Abstract:Contagions (e.g. virus, gossip) spread over the nodes in propagation graphs. We can use the temporal and textual data of the nodes to compute the edge weights and then generate subgraphs with highly relevant nodes. This is beneficial to many applications. Yet, challenges abound. First, the propagation pattern between each pair of nodes may change by time. Second, not always the same contagion propagates. Hence, the state-of-the-art text mining approaches including topic-modeling cannot effectively compute the edge weights. Third, since the propagation is affected by time, the word-word co-occurrence patterns may differ in various temporal dimensions, that can decrease the effectiveness of word embedding approaches.
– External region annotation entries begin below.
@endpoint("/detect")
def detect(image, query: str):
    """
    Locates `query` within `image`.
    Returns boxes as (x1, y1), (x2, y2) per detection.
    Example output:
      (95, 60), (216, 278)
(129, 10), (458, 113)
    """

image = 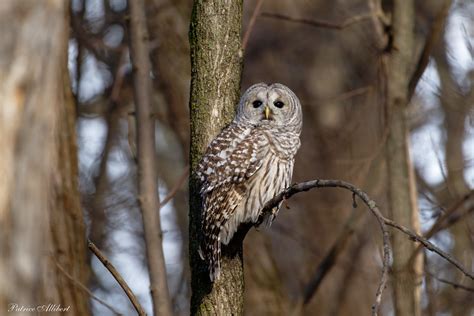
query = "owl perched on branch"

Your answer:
(197, 83), (303, 281)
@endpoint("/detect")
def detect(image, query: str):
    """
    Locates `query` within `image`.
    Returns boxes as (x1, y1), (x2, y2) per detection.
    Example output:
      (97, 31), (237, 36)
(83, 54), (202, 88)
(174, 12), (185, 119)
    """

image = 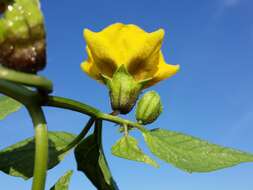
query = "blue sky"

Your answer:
(0, 0), (253, 190)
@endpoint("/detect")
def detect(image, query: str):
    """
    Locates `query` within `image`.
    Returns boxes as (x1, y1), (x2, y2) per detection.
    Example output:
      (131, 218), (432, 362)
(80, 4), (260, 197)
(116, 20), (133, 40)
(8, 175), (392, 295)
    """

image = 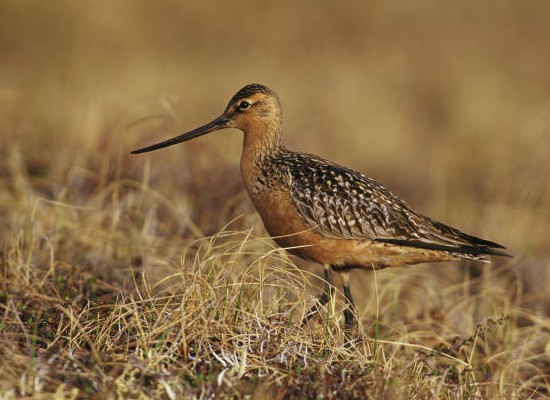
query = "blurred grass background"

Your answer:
(0, 0), (550, 396)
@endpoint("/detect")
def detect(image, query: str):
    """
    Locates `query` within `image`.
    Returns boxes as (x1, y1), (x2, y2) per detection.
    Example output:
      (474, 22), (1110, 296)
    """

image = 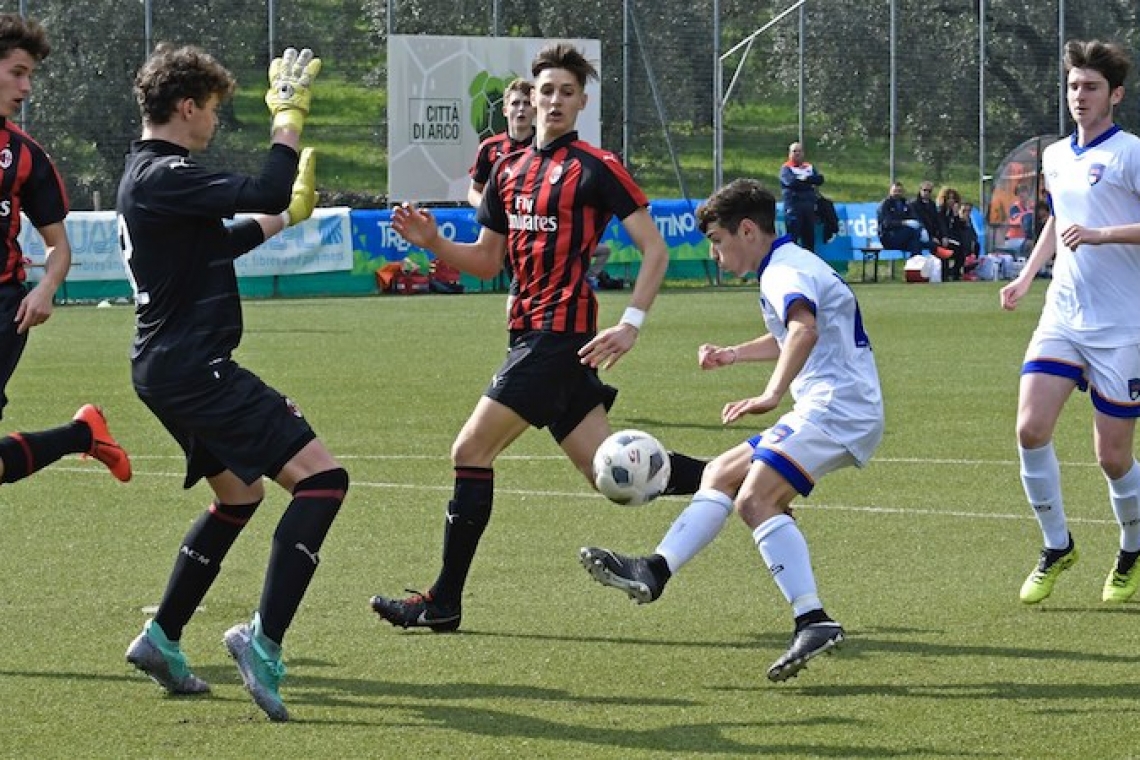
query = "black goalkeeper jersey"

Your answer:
(117, 140), (298, 389)
(477, 132), (649, 335)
We argue that multi-aspect temporal dimensions (hour, day, etc) should be considered to better calculate the correlation weights between the nodes. In this work, we devise a novel framework that on the one hand, integrates a neural network based time-aware word embedding component to construct the word vectors through multiple temporal facets, and on the other hand, uses a temporal generative model to compute the weights. Subsequently, we propose a Max-Heap Graph cutting algorithm to generate subgraphs. We validate our model through comprehensive experiments on real-world datasets. The results show that our model can retrieve the subgraphs more effective than other rivals and the temporal dynamics should be noticed both in word embedding and propagation processes.